Python mmap ctypes - read only

Python mmap ctypes - read only - python

I think I have the opposite problem as described here. I have one process writing data to a log, and I want a second process to read it, but I don't want the 2nd process to be able to modify the contents. This is potentially a large file, and I need random access, so I'm using python's mmap module.
If I create the mmap as read/write (for the 2nd process), I have no problem creating ctypes object as a "view" of the mmap object using from_buffer. From a cursory look at the c-code, it looks like this is a cast, not a copy, which is what I want.

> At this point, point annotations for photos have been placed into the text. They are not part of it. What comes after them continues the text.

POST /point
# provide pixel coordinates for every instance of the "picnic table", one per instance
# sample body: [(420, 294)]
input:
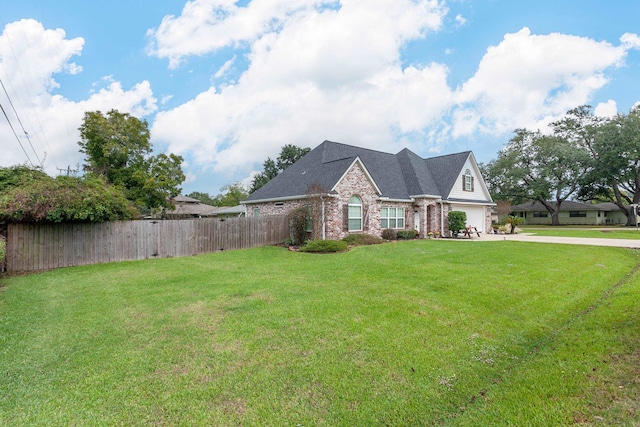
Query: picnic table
[(469, 230)]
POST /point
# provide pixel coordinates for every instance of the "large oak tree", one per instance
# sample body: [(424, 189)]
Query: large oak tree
[(117, 147), (543, 168)]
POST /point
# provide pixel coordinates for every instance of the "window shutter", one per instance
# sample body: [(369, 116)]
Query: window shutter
[(365, 218), (345, 218)]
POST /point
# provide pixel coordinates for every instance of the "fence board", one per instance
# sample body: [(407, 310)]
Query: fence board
[(36, 247)]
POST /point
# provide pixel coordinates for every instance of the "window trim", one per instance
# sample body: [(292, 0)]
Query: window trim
[(397, 218), (467, 181), (355, 201)]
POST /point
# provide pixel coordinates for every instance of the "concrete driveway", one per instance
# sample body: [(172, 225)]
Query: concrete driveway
[(526, 237)]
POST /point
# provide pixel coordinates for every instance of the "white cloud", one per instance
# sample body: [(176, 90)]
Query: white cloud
[(208, 25), (30, 58), (460, 20), (630, 40), (528, 79), (225, 68), (606, 109), (327, 73)]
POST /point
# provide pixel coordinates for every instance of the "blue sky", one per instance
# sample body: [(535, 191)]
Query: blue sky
[(227, 83)]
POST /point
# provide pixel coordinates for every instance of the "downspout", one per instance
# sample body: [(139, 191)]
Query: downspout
[(324, 227), (441, 218)]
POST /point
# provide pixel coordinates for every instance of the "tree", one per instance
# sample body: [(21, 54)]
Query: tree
[(615, 176), (457, 221), (289, 154), (30, 195), (203, 197), (545, 168), (117, 148), (231, 195)]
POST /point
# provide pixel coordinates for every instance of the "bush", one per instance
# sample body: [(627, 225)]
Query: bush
[(324, 246), (362, 239), (3, 249), (407, 234), (389, 234), (298, 221), (457, 221), (513, 221), (32, 196)]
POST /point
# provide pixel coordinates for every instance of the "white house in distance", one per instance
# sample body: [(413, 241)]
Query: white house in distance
[(367, 191)]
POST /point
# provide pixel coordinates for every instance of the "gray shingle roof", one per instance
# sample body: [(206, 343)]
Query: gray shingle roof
[(398, 176)]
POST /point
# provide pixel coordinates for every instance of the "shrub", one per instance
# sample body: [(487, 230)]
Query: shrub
[(407, 234), (32, 196), (388, 234), (298, 221), (324, 246), (362, 239), (457, 221), (513, 221)]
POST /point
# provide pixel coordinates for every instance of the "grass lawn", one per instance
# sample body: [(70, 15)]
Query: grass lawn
[(416, 333), (603, 233)]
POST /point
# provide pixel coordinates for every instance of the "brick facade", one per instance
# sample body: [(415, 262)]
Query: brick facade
[(356, 182)]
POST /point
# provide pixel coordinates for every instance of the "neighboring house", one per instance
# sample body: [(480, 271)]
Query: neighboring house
[(368, 191), (571, 213), (230, 211), (188, 207)]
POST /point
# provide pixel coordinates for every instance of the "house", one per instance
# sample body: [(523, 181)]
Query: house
[(230, 211), (188, 207), (367, 191), (571, 213)]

However, this breaks if I make the mmap ACCESS_READ, throwing an exception that from_buffer requires write privileges.
I think I want to use ctypes from_address() method instead, which doesn't appear to need write access. I'm probably missing something simple, but I'm not sure how to get the address of the location within an mmap. I know I can use ACCESS_COPY (so write operations show up in memory, but aren't persisted to disk), but I'd rather keep things read only.
Any suggestions?

I ran into a similar issue (unable to setup a readonly mmap) but I was using only the python mmap module. Python mmap 'Permission denied' on Linux
I'm not sure it is of any help to you since you don't want the mmap to be private?

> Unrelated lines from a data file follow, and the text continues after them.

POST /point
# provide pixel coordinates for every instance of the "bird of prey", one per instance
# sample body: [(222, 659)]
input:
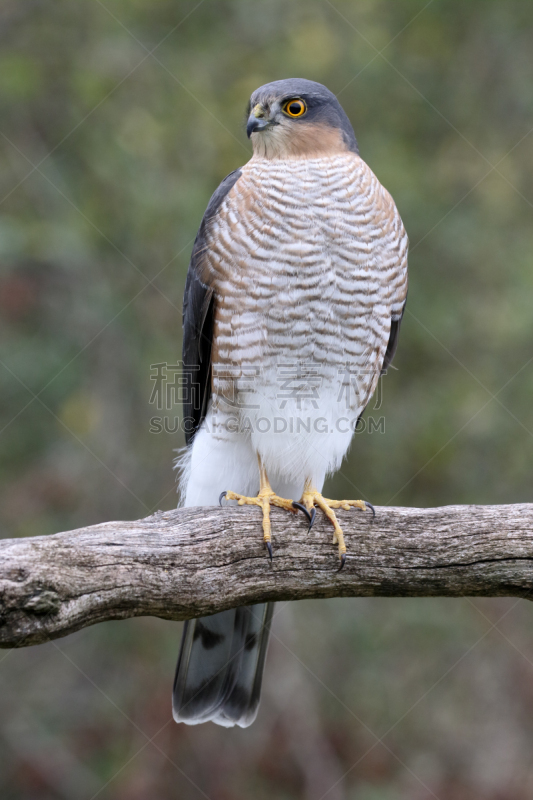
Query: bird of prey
[(293, 302)]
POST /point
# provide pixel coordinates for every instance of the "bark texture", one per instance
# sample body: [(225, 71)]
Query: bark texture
[(196, 561)]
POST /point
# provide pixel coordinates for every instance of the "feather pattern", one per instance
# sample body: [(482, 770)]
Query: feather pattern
[(294, 298)]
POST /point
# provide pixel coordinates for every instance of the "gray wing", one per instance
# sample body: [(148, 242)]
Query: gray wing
[(393, 340), (199, 304)]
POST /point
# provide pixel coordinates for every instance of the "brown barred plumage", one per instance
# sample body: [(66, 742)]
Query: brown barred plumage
[(301, 263)]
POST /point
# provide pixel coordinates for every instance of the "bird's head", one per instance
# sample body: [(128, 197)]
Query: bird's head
[(297, 118)]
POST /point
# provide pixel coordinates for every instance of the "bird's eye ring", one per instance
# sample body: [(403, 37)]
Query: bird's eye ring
[(295, 107)]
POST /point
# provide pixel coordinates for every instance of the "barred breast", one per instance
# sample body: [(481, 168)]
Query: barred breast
[(308, 258)]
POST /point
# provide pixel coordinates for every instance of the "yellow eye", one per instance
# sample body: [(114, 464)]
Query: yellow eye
[(295, 108)]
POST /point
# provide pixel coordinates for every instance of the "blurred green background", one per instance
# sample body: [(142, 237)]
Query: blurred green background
[(118, 120)]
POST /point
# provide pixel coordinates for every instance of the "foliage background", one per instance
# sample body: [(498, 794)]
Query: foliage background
[(118, 119)]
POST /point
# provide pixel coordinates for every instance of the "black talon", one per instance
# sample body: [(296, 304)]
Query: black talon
[(269, 548), (306, 512)]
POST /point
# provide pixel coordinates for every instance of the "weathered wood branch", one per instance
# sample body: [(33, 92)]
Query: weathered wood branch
[(185, 563)]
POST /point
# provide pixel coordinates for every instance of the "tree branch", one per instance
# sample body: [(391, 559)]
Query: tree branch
[(186, 563)]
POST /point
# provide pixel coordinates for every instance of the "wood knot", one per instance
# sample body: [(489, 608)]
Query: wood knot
[(44, 602)]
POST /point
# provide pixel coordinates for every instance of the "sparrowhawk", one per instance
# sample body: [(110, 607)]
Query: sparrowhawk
[(294, 297)]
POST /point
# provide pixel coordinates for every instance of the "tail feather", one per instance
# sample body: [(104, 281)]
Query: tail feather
[(220, 667)]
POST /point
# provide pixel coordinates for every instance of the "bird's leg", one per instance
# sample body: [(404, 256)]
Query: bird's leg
[(266, 498), (311, 498)]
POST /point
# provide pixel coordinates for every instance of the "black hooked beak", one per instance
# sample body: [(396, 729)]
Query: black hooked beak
[(257, 121), (255, 124)]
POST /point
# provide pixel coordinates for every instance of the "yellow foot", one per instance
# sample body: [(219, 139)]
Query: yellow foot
[(311, 498), (264, 499)]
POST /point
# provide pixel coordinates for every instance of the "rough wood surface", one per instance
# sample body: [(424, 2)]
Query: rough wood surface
[(185, 563)]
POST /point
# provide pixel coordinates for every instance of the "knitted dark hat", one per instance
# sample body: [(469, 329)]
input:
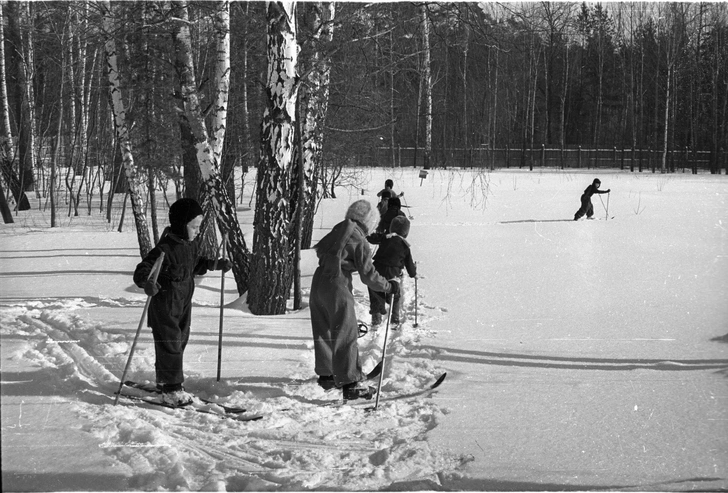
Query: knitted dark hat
[(400, 225), (182, 212), (362, 212)]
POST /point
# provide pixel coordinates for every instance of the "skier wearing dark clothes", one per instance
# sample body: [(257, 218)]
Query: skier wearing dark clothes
[(388, 187), (394, 209), (343, 251), (170, 308), (586, 205), (392, 256), (383, 204)]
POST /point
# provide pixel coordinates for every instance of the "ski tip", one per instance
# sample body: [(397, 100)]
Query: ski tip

Ok, from looking at the mmap .c code, I don't believe it supports this use case. Also, I found that the performance pretty much sucks - for my use case. I'd be curious what kind performance others see, but I found that it took about 40 sec to walk through a binary file of 500 MB in Python. This is creating a mmap, then turning the location into a ctype object with from_buffer(), and using the ctypes object to decipher the size of the object so I could step to the next object. I tried doing the same thing directly in c++ from msvc. Obviously here I could cast directly into an object of the correct type, and it was fast - less than a second (this is with a core 2 quad and ssd).
I did find that I could get a pointer with the following
firstHeader = CEL_HEADER.from_buffer(map, 0) #CEL_HEADER is a ctypes Structure
pHeader = pointer(firstHeader)
#Now I can use pHeader[ind] to get a CEL_HEADER object
#at an arbitrary point in the file
This doesn't get around the original problem - the mmap isn't read-only, since I still need to use from_buffer for the first call. In this config, it still took around 40 sec to process the whole file, so it looks like the conversion from a pointer into ctypes structs is killing the performance. That's just a guess, but I don't see a lot of value in tracking it down further.
I'm not sure my plan will help anyone else, but I'm going to try to create a c module specific to my needs based on the mmap code. I think I can use the fast c-code handling to index the binary file, then expose only small parts of the file at a time through calls into ctypes/python objects. Wish me luck.
Also, as a side note, Python 2.7.2 was released today (6/12/11), and one of the changes is an update to the mmap code so that you can use a python long to set the file offset. This lets you use mmap for files over 4GB on 32-bit systems. See Issue #4681 here

Ran into this same problem, we needed the from_buffer interface and wanted read only access. From the python docs https://docs.python.org/3/library/mmap.html "Assignment to an ACCESS_COPY memory map affects memory but does not update the underlying file."
If it's acceptable for you to use an anonymous file backing you can use ACCESS_COPY
An example: open two cmd.exe or terminals and in one terminal:
mm_file_write = mmap.mmap(-1, 4096, access=mmap.ACCESS_WRITE, tagname="shmem")
mm_file_read = mmap.mmap(-1, 4096, access=mmap.ACCESS_COPY, tagname="shmem")
write = ctypes.c_int.from_buffer(mm_file_write)
read = ctypes.c_int.from_buffer(mm_file_read)
try:
while True:
value = int(input('enter an integer using mm_file_write: '))
write.value = value
print('updated value')
value = int(input('enter an integer using mm_file_read: '))
#read.value assignment doesnt update anonymous backed file
read.value = value
print('updated value')
except KeyboardInterrupt:
print('got exit event')
In the other terminal do:
mm_file = mmap.mmap(-1, 4096, access=mmap.ACCESS_WRITE, tagname="shmem")
i = None
try:
while True:
new_i = struct.unpack('i', mm_file[:4])
if i != new_i:
print('i: {} => {}'.format(i, new_i))
i = new_i
time.sleep(0.1)
except KeyboardInterrupt:
print('Stopped . . .')
And you will see that the second process does not receive updates when the first process writes using ACCESS_COPY

Related

python multiprocessing - OverflowError('cannot serialize a bytes object larger than 4GiB')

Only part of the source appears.